Establishing goals gives you a clear vision of what you are working towards and how you will get there. When you feel stuck, having a goal becomes a motivator, as it reminds you why you are doing something and helps you to stay on track. Let your goals guide how you prioritize and allocate your time.

Here are ways to set goals and ensure you stick to them: 

Write it down

The act of vividly describing your goals is associated with achieving them, and there is an explanation based in neuroscience for it. Make your goals SMART, that is, specific, measurable, attainable, relevant, and timely. It doesn’t matter where you write them down – a planner, a whiteboard, an app – just have a single place where you can store and track your goals so that you are accountable for them and you can recognize when you have accomplished one.

Make your goals realistic

Ambition is a good thing, but sometimes having overly ambitious goals hinders your ability to complete them. Setting goals that are achievable makes them that much easier to reach — and the easier the goal, the more motivated you will be to work towards it. 

Use campus resources

Carleton offers a wide variety of support services for your personal and academic needs, including peer study sessions and academic advising. We have compiled a list of services you can access as an online learner on our Student Services at Carleton page.

Reward yourself

Give yourself a reward for the little victories. Small reinforcements will encourage you to stick with your goals and keep going. 

Keep making more goals

Once you accomplish a goal, add another one.

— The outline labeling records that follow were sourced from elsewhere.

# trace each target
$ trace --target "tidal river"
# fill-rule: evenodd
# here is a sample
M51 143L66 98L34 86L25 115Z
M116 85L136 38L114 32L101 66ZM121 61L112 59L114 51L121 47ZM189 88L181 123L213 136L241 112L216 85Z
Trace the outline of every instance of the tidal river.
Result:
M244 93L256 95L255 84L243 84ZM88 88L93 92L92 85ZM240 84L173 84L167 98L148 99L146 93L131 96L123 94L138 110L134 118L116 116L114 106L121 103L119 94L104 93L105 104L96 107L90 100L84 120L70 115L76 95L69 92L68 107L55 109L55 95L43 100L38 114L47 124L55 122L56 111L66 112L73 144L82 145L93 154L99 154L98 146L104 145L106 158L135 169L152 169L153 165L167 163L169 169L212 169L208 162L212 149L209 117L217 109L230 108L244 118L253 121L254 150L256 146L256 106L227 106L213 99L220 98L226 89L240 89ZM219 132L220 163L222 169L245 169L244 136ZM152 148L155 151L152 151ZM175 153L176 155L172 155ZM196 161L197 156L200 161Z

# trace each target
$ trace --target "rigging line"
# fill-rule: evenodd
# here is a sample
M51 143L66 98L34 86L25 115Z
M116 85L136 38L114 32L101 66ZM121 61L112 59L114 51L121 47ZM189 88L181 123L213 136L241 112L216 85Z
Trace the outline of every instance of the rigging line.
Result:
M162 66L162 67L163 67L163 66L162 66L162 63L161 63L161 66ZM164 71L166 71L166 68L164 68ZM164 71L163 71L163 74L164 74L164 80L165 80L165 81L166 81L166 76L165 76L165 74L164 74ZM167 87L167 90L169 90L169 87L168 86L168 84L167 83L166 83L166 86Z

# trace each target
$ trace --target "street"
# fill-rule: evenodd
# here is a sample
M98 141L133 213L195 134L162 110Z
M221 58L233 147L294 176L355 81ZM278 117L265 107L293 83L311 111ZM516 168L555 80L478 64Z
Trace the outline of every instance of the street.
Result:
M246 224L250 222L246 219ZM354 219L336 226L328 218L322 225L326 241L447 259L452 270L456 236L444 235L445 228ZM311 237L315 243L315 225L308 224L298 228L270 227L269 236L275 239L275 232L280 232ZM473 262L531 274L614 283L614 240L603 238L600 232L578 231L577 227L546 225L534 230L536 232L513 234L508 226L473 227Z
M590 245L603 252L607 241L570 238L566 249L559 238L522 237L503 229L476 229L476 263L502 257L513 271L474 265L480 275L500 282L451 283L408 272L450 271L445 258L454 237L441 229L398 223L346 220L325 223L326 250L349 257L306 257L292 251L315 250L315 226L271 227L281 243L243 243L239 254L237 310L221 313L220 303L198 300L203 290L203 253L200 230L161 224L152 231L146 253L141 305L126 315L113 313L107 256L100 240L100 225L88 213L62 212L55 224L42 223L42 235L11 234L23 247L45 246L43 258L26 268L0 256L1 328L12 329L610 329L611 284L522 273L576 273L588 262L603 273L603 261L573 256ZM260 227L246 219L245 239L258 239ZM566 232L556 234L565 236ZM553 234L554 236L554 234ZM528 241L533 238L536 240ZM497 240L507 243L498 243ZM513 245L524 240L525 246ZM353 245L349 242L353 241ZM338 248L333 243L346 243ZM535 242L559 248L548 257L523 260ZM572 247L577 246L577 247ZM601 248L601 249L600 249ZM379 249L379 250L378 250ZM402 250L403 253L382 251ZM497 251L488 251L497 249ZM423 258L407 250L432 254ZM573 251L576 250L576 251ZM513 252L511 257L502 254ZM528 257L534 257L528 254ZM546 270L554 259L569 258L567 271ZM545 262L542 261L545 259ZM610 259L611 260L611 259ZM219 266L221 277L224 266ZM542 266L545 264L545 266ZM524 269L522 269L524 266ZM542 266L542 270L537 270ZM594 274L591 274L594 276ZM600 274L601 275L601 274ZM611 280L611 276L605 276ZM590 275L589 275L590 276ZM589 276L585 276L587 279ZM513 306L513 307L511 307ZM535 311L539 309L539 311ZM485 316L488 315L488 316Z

This will encourage you to maintain your good habits and push yourself further. 

Practice self-care

Set aside time to take care of yourself. Take time off when you need it and don’t feel guilty for looking after yourself. Balance helps you stay focused. 

Change the pace

Make sure to have a good mix of short-term and long-term goals. 

Involve your friends

Setting goals with your friends can help you stay motivated as you work together to reach them. Friends are also a good source of encouragement for those days when tasks seem insurmountable.